SUMBER resmi Dinkes: mencatat 333 warga positif HIV berdasarkan data tahun 2025. Hal ini disampaikan Kadinkes Muhtadi Temenggung Jumat 20 Februari 2026.
333 kasus ini merupakan kasus pada tahun 2025 yang diumumkan pada 2026.
Data yang lebih baru lagi, periode Januari – Oktober 2025, ditemukan 465 kasus baru HIV dari 33.895 orang yang diperiksa.
Rinciannya 360 kasus dari populasi berisiko (SPM) dan 105 non-SPM, paling banyak LSL 242 kasus. Artinya 333 itu data awal, lalu naik jadi 465 sampai Oktober 2025 karena skriningnya diperluas. Dan mengejutkan, sek antara lelaki dengan lelaki tinggi (LSL).
Adapun trend penyakit ini untuk diketahui, pada 2024 ditemukan kasus pada puncaknya berjumlah 565 kasus. Data ini tertinggi dalam 10 tahun terakhir Adapun total 10 tahun terakhir (2015-2024): 3.835 kasus HIV di Bandar Lampung.
Sementara di Provinsi Lampung secara keseluruhan: 518 kasus (2021), 927 kasus (2023), 1.259 kasus (2024) – jadi tren provinsi naik

Kenapa 2024-2025 naik tinggi?
Bukan karena tiba-tiba meledak, tapi karena Dinkes gencar tracing. Sampai Oktober 2025 sudah 98% dari target pemeriksaan tercapai (33.895 orang dites).

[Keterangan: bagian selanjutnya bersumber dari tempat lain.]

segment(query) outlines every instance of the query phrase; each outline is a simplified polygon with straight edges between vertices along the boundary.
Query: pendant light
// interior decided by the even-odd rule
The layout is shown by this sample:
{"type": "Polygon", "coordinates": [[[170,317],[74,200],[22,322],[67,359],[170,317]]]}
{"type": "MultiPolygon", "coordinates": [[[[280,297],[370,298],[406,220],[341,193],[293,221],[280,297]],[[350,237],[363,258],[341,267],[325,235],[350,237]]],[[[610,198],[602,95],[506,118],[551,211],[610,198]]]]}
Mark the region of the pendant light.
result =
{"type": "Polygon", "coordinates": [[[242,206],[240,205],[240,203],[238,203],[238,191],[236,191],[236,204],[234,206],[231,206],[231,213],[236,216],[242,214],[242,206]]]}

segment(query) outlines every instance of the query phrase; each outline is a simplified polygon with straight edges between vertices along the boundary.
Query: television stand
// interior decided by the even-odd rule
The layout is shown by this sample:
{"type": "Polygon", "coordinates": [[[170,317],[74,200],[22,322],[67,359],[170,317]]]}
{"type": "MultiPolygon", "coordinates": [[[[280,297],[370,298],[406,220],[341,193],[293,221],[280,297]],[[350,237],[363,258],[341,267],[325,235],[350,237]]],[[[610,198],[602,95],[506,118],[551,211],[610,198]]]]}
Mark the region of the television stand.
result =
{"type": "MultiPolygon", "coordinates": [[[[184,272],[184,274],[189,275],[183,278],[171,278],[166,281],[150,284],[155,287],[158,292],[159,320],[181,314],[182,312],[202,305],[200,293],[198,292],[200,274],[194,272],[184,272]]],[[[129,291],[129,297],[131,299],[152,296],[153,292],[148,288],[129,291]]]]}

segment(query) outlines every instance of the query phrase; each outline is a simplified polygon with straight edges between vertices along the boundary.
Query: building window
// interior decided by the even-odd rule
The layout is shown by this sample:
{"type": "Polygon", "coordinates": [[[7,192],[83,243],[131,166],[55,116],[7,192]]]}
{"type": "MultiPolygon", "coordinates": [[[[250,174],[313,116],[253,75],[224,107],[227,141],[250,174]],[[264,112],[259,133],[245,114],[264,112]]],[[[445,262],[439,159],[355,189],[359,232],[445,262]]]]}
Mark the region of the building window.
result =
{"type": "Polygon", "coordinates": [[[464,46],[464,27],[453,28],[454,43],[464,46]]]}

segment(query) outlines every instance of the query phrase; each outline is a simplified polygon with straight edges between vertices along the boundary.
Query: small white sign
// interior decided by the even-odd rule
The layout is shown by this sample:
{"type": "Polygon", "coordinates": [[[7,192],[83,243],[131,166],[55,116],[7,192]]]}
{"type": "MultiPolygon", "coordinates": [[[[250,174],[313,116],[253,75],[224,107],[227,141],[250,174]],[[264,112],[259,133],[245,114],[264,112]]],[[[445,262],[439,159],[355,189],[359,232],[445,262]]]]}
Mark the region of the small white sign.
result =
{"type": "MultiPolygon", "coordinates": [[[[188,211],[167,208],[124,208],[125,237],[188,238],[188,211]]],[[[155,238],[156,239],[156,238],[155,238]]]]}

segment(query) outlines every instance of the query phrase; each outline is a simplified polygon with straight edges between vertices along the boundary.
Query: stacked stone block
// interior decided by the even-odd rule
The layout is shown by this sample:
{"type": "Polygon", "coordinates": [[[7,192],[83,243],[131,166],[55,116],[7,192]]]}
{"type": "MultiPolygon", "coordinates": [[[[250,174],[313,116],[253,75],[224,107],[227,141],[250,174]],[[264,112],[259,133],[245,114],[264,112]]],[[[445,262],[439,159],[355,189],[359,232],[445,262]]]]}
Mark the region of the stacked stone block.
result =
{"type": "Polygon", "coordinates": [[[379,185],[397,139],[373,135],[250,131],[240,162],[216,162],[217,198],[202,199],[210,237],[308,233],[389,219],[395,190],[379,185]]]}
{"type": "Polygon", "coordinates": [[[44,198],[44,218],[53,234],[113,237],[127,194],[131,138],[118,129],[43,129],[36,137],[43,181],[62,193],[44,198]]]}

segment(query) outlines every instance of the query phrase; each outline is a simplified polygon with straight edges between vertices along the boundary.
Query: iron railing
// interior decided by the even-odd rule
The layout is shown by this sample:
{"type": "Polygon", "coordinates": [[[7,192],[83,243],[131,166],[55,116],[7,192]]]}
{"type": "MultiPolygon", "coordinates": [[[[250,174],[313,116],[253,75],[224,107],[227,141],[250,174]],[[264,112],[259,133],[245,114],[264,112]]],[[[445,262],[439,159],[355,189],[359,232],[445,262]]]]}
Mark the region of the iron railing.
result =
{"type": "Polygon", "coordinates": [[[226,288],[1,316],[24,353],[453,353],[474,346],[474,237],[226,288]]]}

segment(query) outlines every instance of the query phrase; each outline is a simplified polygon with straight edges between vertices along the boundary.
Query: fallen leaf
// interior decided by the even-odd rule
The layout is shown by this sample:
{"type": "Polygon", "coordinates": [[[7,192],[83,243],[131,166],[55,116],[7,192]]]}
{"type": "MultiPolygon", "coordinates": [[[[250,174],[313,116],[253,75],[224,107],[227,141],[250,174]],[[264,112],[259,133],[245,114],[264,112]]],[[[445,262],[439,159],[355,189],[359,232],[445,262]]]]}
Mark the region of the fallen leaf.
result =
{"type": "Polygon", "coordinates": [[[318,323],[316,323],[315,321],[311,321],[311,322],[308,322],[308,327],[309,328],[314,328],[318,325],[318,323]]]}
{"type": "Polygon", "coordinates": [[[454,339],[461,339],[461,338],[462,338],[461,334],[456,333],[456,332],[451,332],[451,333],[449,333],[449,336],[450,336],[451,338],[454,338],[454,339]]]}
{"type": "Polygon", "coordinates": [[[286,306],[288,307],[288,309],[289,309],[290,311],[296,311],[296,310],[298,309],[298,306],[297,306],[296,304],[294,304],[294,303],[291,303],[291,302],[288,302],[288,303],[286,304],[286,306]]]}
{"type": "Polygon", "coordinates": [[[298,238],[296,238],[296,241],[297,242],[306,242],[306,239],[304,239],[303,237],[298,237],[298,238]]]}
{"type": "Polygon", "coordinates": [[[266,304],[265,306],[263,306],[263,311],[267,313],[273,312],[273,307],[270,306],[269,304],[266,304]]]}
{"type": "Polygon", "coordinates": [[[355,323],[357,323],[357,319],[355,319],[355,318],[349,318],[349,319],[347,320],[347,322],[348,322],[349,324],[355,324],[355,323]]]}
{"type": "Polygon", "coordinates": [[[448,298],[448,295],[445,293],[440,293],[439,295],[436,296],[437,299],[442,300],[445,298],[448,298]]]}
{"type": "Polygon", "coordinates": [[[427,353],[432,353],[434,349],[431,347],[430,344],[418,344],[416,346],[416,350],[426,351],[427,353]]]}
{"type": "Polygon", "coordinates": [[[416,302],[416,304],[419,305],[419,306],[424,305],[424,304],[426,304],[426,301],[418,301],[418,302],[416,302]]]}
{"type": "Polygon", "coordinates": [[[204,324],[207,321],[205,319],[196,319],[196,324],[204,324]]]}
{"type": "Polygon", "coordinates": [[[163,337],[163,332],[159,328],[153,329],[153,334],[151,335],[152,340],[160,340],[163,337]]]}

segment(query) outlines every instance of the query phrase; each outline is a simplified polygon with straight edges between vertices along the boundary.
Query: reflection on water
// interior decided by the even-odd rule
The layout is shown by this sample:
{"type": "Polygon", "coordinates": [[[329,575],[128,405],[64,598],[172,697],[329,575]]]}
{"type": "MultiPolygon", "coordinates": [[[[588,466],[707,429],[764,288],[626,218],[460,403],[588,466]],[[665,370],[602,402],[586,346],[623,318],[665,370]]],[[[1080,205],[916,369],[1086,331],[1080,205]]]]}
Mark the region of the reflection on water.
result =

Makin banyak dicari, makin banyak ketemu. Jadi urutannya, 2024: 565 kasus (puncak). Tahun 2025, awal ada 333 kasus, update Okt 2025 jadi 465 kasus.
Jadi angka 333 pada Tahun 2026, merupakan angka awal 2025 yang kemudian direvisi naik karena skrining makin masif.[]
Penulis : Anis
Editor : Anis
Sumber Berita : Bandarlampung









![Pasukan Evakuasi Gempa Korban Kolombia [xin]](https://web.lintaslampung.com/wp-content/uploads/2026/08/Gempa-Korban-Kolombia-225x129.jpg)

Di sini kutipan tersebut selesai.